Home » Ukraine » Volodymyr Rafeyenko » Мондеґрін. Пісні про смерть і любов (Mondegreen : Songs about Death and Love)

Volodymyr Rafeyenko: Мондеґрін. Пісні про смерть і любов (Mondegreen : Songs about Death and Love)

Volodymyr Rafeyenko is from the Donbas region of Ukraine. This is an area where people tend to speak Russian rather than Ukrainian and Rafeyenko is no exception. All of his earlier books were written in Russian. However, when Russia annexed Crimea and war broke out in the Donbas region between the Ukrainians and the separatists, supported by Russia, Rafeyenko, like many other Ukrainians, left the area and, in his case, went to Kyiv. (For an interesting account of someone who stayed, I can heartily recommend Andrey Kurkov‘s novel Серые пчелы (Grey Bees).) This book, presumably, semi-autobiographical, tells the story of a man called Haba Habinsky who is from Donbas and has come to Kyiv as a result of the war.

The title of the book comes from the term mondegreen, which refers to a word or phrase misheard, such as from a song or poem, and turned into something else. A famous example is the line Jimi Hendrix’s Excuse me while I kiss the sky, often misheard as Excuse me, while I kiss this guy.

While the story is about Haba adapting to what to him is almost a new country, though it is his country, the story is not, on the whole realist. Rafayenko uses what the blurb for the book calls an experimental technique, though I would go further and say that he uses surrealist/absurdist/post-modernist techniques and plunges into the myths of his country. But he also uses language.

Haba has spoken Russian all his life and though he knows some Ukrainian of course, it is not his first language. He makes major efforts to learn it but, at the same time, he tells us about his struggles. Fortunately, translator Mark Andryczyk gives us copious footnotes, explaining some of the issues.

Language is, of course, key to one’s national identification and this is an issue that concerns him. And what is the Ukrainian essence, if you compare it with, say, the Russian one? Of course, the Ukrainian essence, if it is our national one, should be different from the essential essence, so to say, of the enemy? Right? Or are there certain philosophical coordinates where the national disappears and the essentially human sets out upon its difficult and senseless path? He goes further in considering this issue: While talking to himself only in his native Russian, he remained an average Joe. But when he began learning a second language, all sorts of God-knows-what began entering his brain. From much knowledge, there is much despair. However, he soon takes to Ukrainian: But the most overwhelming revelation was the Ukrainian language. It was melodious and delightful.
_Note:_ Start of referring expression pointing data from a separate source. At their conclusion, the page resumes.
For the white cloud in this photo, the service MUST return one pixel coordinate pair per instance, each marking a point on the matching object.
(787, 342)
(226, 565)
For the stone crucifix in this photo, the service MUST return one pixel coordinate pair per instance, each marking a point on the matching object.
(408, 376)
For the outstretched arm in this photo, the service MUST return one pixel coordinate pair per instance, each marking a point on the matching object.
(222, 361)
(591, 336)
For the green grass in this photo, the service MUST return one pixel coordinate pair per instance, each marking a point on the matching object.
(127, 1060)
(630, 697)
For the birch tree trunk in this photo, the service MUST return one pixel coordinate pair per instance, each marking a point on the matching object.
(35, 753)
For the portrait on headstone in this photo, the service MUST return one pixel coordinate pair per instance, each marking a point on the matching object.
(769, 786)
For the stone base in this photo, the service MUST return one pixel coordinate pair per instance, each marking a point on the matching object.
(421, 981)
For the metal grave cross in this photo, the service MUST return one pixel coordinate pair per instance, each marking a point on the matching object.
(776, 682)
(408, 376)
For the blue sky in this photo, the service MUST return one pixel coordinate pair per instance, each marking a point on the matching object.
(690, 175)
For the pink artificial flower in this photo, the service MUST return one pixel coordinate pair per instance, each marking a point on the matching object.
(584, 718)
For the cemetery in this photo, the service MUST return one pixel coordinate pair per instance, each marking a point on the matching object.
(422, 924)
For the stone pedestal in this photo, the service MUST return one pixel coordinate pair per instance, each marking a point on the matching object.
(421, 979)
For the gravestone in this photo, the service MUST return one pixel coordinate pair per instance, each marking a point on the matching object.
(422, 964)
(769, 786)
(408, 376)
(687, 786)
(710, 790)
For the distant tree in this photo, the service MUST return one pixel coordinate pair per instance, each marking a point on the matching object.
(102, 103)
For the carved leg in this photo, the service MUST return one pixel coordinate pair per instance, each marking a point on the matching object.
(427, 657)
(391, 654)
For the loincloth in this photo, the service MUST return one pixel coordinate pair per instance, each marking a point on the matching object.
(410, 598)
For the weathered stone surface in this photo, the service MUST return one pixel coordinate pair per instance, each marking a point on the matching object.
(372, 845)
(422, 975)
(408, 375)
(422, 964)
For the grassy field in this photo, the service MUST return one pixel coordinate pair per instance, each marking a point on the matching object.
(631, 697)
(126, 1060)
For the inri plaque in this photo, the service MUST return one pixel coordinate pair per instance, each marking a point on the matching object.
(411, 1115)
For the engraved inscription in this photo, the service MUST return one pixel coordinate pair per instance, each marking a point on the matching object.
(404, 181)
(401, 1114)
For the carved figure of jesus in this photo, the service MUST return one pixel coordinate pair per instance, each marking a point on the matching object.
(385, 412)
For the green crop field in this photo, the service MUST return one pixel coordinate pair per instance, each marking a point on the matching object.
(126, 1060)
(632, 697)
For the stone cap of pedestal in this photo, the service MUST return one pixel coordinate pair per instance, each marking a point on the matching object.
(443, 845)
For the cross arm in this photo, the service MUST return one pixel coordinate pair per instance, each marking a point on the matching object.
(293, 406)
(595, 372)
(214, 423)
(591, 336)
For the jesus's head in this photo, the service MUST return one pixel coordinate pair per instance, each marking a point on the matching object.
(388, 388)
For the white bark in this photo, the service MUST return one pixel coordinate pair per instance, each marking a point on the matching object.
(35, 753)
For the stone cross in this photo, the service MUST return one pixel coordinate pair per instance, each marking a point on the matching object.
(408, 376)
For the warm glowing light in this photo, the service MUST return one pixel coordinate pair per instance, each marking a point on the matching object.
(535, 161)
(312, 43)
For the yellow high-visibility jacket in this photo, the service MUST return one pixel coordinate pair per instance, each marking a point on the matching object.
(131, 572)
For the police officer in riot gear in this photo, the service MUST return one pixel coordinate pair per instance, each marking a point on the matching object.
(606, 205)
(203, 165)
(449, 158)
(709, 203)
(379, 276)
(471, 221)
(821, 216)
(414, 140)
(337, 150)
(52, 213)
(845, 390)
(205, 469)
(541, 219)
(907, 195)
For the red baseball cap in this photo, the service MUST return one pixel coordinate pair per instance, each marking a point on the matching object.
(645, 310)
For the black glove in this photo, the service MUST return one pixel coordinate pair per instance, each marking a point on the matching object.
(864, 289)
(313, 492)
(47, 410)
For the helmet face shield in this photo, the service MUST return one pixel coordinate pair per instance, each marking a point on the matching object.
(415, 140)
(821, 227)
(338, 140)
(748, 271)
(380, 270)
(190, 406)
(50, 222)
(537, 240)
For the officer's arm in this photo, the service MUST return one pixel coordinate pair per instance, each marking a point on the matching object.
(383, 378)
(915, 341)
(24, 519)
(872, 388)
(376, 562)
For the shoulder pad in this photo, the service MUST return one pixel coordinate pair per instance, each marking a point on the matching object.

But he still likes Russian, The junta considered itself to be a Ukrainian one, but the language that predominated in the city was Russian. Schrödinger’s famous cat paradox, in fact, dictates that Ukraine exists but you can’t see it. It’s both dead and alive, like our mother nature, or, in fact, Ukrainian statehood.

He likes Kyiv as well: Many good things awaited him here. For example, the absence of the Islamic State, of the Ebola virus and of Russian tourists. (Russian tourists is Ukrainian slang for Russian invaders). He likes the underground railway but sees it as something living: The metro-beast needs time to digest today’s impressions and the living shadows of slapdash people, their smiles and memory, and their pictures and movements, that will remain in distant and endless undergrounds for eternity.

He has arrived alone in Kyiv, aged forty-nine. No-one was expecting him. He seems to have no friends and no family. Indeed, he does not have any past family/friends, apart from references to his great-grandparents (murdered by the Bolsheviks) and various women, though admitting his love life has been more successful in his imagination than in real life. Two women are named, one, married, with whom he has a strange affair, and another whose identity is only revealed at the end.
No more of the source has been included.